A new book about Jeff Bezos and Amazon.com, Inc. describes how company executives and current and former employees reacted to the news of their chief executive divorcing his wife of 25 years, McKenzie Bezos. 

The book by Brad Stone is called "Amazon Unbound: Jeff Bezos and the Invention of a Global Empire."

According to the book, which was reported on by the New York Post, executives were "perplexed" when they saw the budget charges for the Lauren Sanchez-owned Black Ops, which Bezos had employed to film a test flight for his secretive Blue Origin space enterprise.

"It was another unfathomable shift to contemplate because as they all knew Jeff Bezos hated helicopters," Stone wrote.

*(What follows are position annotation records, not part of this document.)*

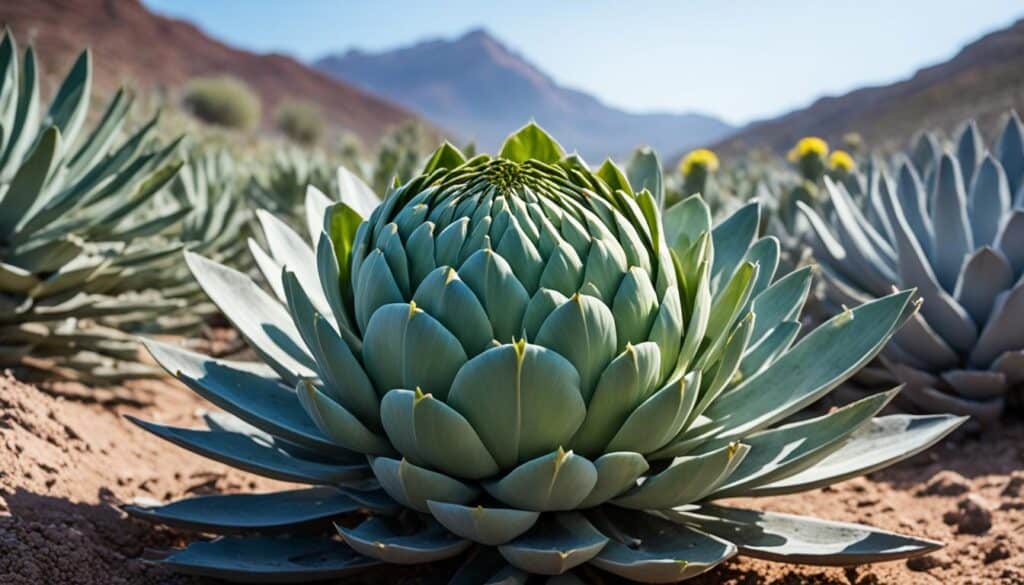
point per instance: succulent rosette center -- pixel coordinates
(529, 358)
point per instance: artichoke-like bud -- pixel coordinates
(523, 356)
(810, 155)
(951, 225)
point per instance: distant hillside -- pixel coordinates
(477, 88)
(132, 44)
(983, 81)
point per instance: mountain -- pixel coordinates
(479, 89)
(983, 81)
(134, 45)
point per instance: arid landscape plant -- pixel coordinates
(73, 244)
(531, 365)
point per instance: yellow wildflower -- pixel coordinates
(809, 145)
(698, 158)
(842, 161)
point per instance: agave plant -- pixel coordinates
(281, 185)
(68, 199)
(214, 221)
(951, 224)
(519, 360)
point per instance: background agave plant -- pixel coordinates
(71, 252)
(521, 357)
(952, 225)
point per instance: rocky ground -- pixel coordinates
(67, 465)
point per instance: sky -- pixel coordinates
(738, 59)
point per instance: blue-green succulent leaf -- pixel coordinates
(788, 538)
(555, 544)
(483, 525)
(235, 512)
(268, 559)
(376, 538)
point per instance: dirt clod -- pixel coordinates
(929, 561)
(946, 484)
(971, 516)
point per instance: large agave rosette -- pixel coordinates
(523, 358)
(950, 224)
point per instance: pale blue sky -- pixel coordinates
(740, 59)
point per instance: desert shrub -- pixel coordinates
(224, 101)
(300, 121)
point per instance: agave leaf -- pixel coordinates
(248, 454)
(446, 157)
(445, 297)
(26, 115)
(336, 422)
(71, 102)
(864, 260)
(986, 273)
(236, 512)
(764, 253)
(1011, 240)
(837, 348)
(556, 544)
(644, 171)
(583, 331)
(1010, 151)
(315, 210)
(413, 486)
(268, 559)
(929, 399)
(616, 472)
(685, 221)
(774, 344)
(262, 321)
(27, 190)
(377, 539)
(624, 384)
(657, 419)
(952, 240)
(522, 400)
(559, 481)
(879, 444)
(531, 142)
(784, 451)
(483, 525)
(731, 239)
(797, 539)
(649, 549)
(505, 299)
(988, 202)
(16, 280)
(444, 439)
(247, 390)
(686, 479)
(976, 385)
(268, 267)
(406, 347)
(290, 251)
(487, 567)
(1003, 331)
(99, 140)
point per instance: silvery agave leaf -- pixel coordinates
(951, 226)
(68, 193)
(520, 360)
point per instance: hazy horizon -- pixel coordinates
(740, 64)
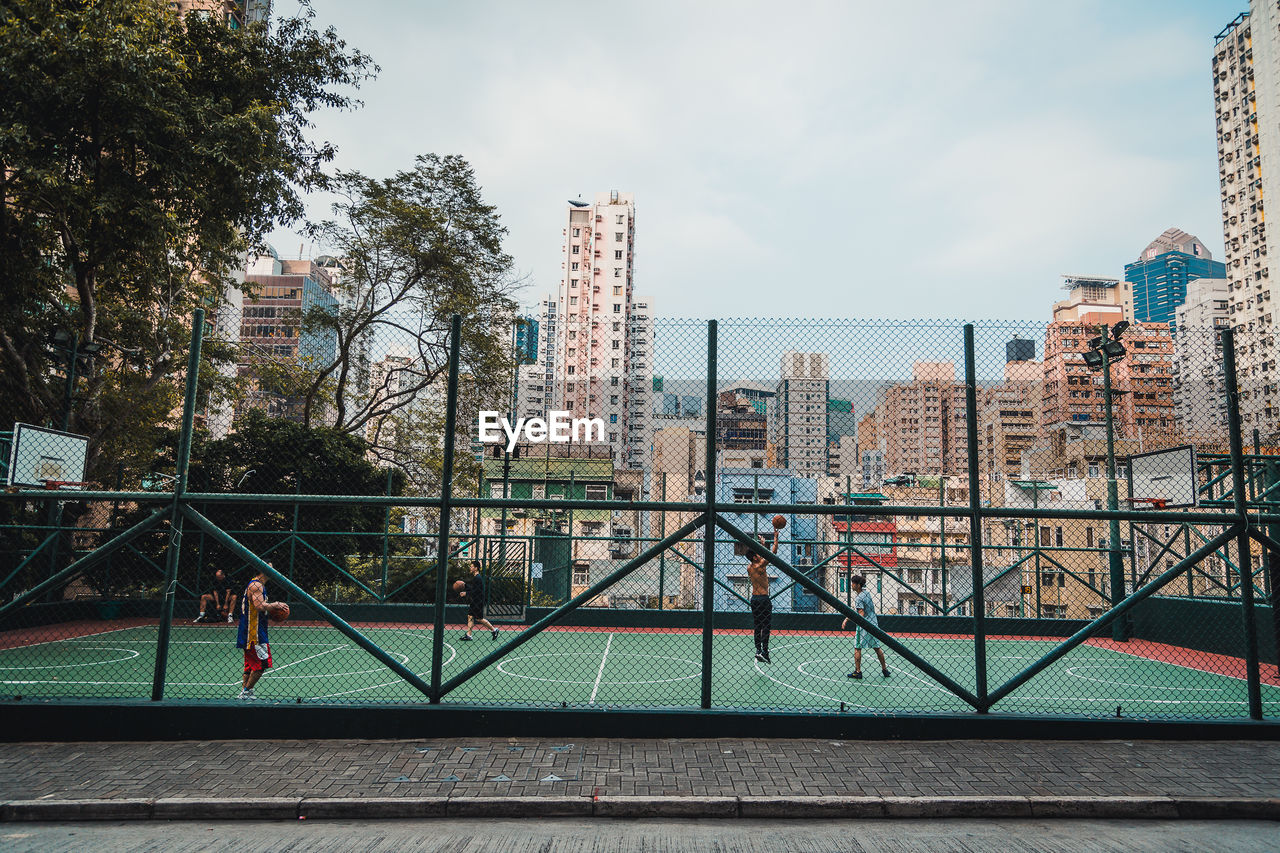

However, by the fall of 2018, Amazon executives had noticed that their normally attentive boss was preoccupied and becoming increasingly difficult to find, according to Stone.

Helicopters were taking a lot of his time. According to the New York Post, Bezos' holding company purchased one and Amazon's unfavorable proposal to provide helipads at a planned second headquarters in Long Island City "came right from the top."

Sanchez, a former Fox News reporter in Los Angeles, was at Bezos' Texas ranch in July 2018 for the ninth test flight of the "New Shepard" rocket. At the time, she was also married to celebrity agent Patrick Whitesell, chair of the Endeavor talent agency, who introduced his wife to Bezos in 2016. According to Stone, it is unclear when the affair started.

Bezos announced his divorce in a tweet Jan. 9, 2019. Both current and former employees were "surprised and disappointed" by Bezos' affair, according to Stone.

Just a few hours later, the National Enquirer revealed that Bezos was dating Sanchez.

Bezos eventually confirmed his relationship with Sanchez but said: "The story is completely wrong and out of order. MacKenzie and I have had good, healthy adult conversations about it. She is fine. The kids are fine. The media is having a field day. All of this is very distracting, so thank you for being focused on the business."

The billionaire returned to his business and philanthropic activities, including Blue Origin and his $10 billion fund to combat climate change after weathering the tabloid storm,

In February 2021, Bezos revealed he would step down as chief executive of Amazon in the third quarter. Andy Jassy, the CEO of AWS, will take his place.